The issue is particularly popular in the literature on business cycles.<ref>{{cite journal |last=Hegwood |first=Natalie |last2=Papell |first2=David H. |title=Are Real GDP Levels Trend, Difference, or Regime-Wise Trend Stationary? Evidence from Panel Data Tests Incorporating Structural Change |journal=Southern Economic Journal |volume=74 |issue=1 |year=2007 |pages=104–113 |jstor=20111955 }}</ref><ref>{{cite journal |last=Lucke |first=Bernd |authorlink=Bernd Lucke |title=Is Germany‘s GDP trend-stationary? A measurement-with-theory approach |journal=Jahrbücher für Nationalökonomie und Statistik |year=2005 |volume=225 |issue=1 |pages=60–76 |doi= |url=http://www.wiso-net.de/genios1.pdf?START=0A1&ANR=215850&DBN=ZECO&ZNR=1&ZHW=-4&WID=59162-3020953-72523_1 }}</ref>  Research on the subject began with Nelson and Plosser whose paper on [[GNP]] and other output aggregates failed to reject the unit root hypothesis for these series.<ref>{{cite journal |last=Nelson |first=Charles R. |last2=Plosser |first2=Charles I. |year=1982 |title=Trends and Random Walks in Macroeconomic Time Series: Some Evidence and Implications |journal=[[Journal of Monetary Economics]] |volume=10 |issue=2 |pages=139–162 |doi=10.1016/0304-3932(82)90012-5 }}</ref>  Since then, a debate—entwined with technical disputes on statistical methods—has ensued. Some economists<ref>[http://www.imf.org/external/pubs/ft/fandd/2009/09/blanchardindex.htm Olivier Blanchard] with the [[International Monetary Fund]] makes the claim that after a banking crisis "on average, output does not go back to its old trend path, but remains permanently below it."</ref> argue that [[GDP]] has a unit root or [[structural break]], implying that economic downturns result in permanently lower GDP levels in the long run.  Other economists argue that GDP is trend-stationary: That is, when GDP dips below trend during a downturn it later returns to the level implied by the trend so that there is no permanent decrease in output. While the literature on the unit root hypothesis may consist of arcane debate on statistical methods, the hypothesis carries significant practical implications for economic forecasts and policies.
 
==See also==
* [[Dickey–Fuller test]]
* [[Augmented Dickey–Fuller test]]
* [[Unit root test]]
* [[Phillips–Perron test]]
* [[Cointegration]], determining the relationship between two variables having unit roots
* Weighted symmetric unit root test (WS)
* Kwiatkowski, Phillips, Schmidt, Shin test, known as [[KPSS tests]]
 
==Notes==
{{Reflist}}
 
{{DEFAULTSORT:Unit Root}}
[[Category:Time series analysis]]
[[Category:Econometrics]]
[[Category:Regression with time series structure]]
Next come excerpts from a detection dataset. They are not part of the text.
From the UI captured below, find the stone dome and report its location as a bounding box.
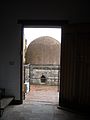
[25,36,60,64]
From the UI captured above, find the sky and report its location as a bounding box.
[24,28,61,46]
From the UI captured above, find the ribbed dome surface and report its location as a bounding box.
[25,36,60,64]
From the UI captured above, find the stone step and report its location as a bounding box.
[0,97,14,109]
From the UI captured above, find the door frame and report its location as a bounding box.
[18,20,68,104]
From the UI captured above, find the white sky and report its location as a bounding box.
[24,28,61,45]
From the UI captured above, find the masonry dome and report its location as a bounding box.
[25,36,60,64]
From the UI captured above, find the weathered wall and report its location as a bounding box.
[25,36,61,64]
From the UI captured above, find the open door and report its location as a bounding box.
[59,24,90,107]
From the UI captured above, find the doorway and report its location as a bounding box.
[19,21,65,103]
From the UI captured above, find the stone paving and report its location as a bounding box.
[0,85,90,120]
[25,85,59,104]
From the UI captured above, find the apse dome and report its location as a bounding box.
[25,36,60,64]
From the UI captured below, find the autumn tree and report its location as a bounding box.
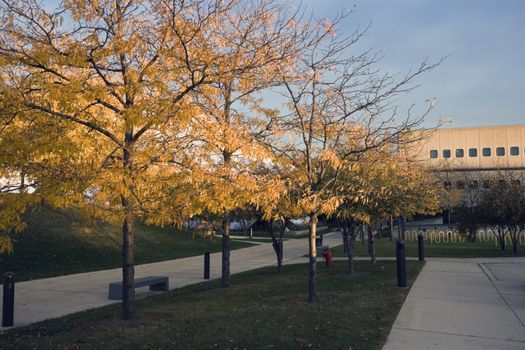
[271,14,440,302]
[162,0,306,287]
[478,173,525,254]
[0,0,290,319]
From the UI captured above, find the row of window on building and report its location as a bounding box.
[430,147,520,159]
[443,179,521,190]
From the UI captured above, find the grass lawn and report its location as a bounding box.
[0,207,252,283]
[332,238,525,258]
[0,261,422,350]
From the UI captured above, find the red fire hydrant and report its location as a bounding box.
[323,249,334,267]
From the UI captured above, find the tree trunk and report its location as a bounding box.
[308,214,319,303]
[221,213,230,288]
[121,139,135,320]
[122,211,135,320]
[343,223,355,275]
[270,221,286,273]
[497,225,506,250]
[368,227,376,265]
[390,216,394,242]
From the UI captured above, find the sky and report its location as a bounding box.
[302,0,525,127]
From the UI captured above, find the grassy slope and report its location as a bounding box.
[332,238,525,258]
[0,261,422,350]
[0,207,251,281]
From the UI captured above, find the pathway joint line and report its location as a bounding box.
[478,263,525,328]
[392,326,525,343]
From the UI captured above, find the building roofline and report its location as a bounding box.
[436,124,525,131]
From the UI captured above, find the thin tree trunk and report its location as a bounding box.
[121,139,135,320]
[368,227,376,265]
[269,221,286,273]
[122,212,135,320]
[390,216,394,242]
[221,213,230,288]
[497,225,506,250]
[343,222,355,275]
[308,214,319,303]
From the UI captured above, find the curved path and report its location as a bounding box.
[383,258,525,350]
[0,232,342,329]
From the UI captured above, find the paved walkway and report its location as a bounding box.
[383,258,525,350]
[0,233,342,330]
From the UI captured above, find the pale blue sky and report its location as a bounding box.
[302,0,525,127]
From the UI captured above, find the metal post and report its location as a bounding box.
[2,272,15,327]
[204,249,210,280]
[396,240,407,288]
[417,233,425,261]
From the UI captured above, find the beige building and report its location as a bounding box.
[415,124,525,171]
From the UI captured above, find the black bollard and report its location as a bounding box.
[204,249,210,280]
[417,233,425,261]
[2,272,15,327]
[396,240,407,288]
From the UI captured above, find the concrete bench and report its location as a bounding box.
[109,276,170,300]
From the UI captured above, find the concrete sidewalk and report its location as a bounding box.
[383,258,525,350]
[0,232,342,330]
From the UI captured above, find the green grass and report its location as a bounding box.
[332,238,525,258]
[0,207,252,281]
[0,261,422,350]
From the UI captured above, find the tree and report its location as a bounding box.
[0,0,282,319]
[271,14,435,302]
[480,173,525,254]
[166,0,305,288]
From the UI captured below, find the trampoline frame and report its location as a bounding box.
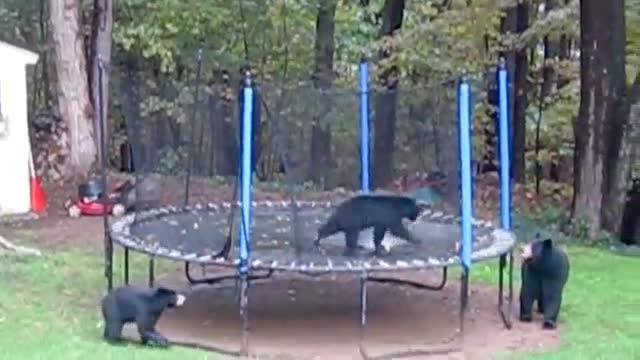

Latest revision as of 18:56, 30 December 2014

54 year-old Obstetrician and Gynaecologist Vernon from Lively, usually spends time with pursuits which includes becoming a child, New Commercial Property Launch In Singapore developers in singapore and bridge building. Reminisces what a remarkable location it was having traveled to Curonian Spit.